One paper compares support for environmental protection in Brazil and Kenya: challenging the prevailing assumption that Christian theology promotes a logic of environmental exploitation, the study highlights more recent findings that demonstrate different attitudes towards conservation across multiple Christian communities in these developing economies. The paper draws on surveys and qualitative fieldwork to evaluate how religion interacts with environmental activism, and explains subnational variation as the result of how religious institutions interact with the state.

The second paper uses the text of Margaret Atwood’s novel The Handmaid’s Tale, as well as its TV adaptation, to highlight the responses of the American Evangelical community to environmental stressors. The paper raises questions about why this religious group has tended to reject scientific evidence for climate change and other ecological disasters and to embrace a theological justification for humanity’s domination of Creation. Socio-economic privilege influences how American Evangelicals and other marginalized groups perceive environmental change, and populist leadership have used Evangelicals’ religious beliefs to encourage specific reactions.

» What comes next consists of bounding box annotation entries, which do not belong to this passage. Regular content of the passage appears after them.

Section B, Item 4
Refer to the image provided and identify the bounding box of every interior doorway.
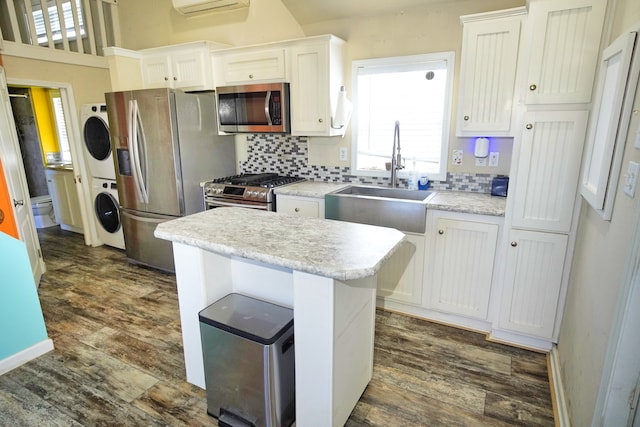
[7,79,101,254]
[8,86,85,234]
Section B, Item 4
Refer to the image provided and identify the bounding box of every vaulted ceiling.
[282,0,460,25]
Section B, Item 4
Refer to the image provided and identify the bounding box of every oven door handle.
[205,200,268,210]
[264,90,273,126]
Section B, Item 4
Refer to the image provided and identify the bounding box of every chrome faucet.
[391,120,404,188]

The third paper focuses on how spectacular manifestations of climate change, such as hurricanes of unprecedented force, can generate new cultural politics. Drawing on Sidney Verba’s theorization of American political religion, Marxist interpretations of public ritual, and Foucault and Bourdieu’s treatment of political culture as an arena of practice rather than belief, the paper considers the effects of two hurricanes: Hurricane Sandy in the US (2012) and Hurricane Gonu in Oman (2007). The paper posits the emergence of “disaster nationalism” in response to such cataclysmic events, and the embrace of self-sufficiency and community resilience as themes prevalent in both Christian and Muslim religious traditions. Evidence from these two case studies—drawn from interviews, archival research, and ethnographic data—demonstrates how the communities affected did not mobilize for a systematic policy response to climate change, despite being directly impacted by its effects, and discusses implications for how climate change disasters may be interpreted as they become more pronounced.

The fourth paper examines the contemporary emergence of environmental thought and activism within Christian, Islamic, Jewish, Hindu, and Buddhist communities. It analyzes how these different faith communities have used their existing texts, practices, and beliefs to inform their response to ecological degradation, specifically focusing on how different attitudes towards humanity’s relationship to the natural world inform whether a given religious community is more likely to adopt an attitude of conservation or exploitation. This research examines public lectures, letters, sermons, statements of faith from traditional and grass-roots religious leaders in order to analyze how they seek to legitimize and motivate a religious response to the threat of climate change.

The papers combine different methodological approaches, geographies, religious traditions, and areas of focus to offer an overview of how political science can approach matters of religion, the environment, and politics. The privilege to ignore the impacts of climate change, as well as the ways in which religious belief is manipulated by populist political leaders, influence the outcomes observed and the conclusions drawn.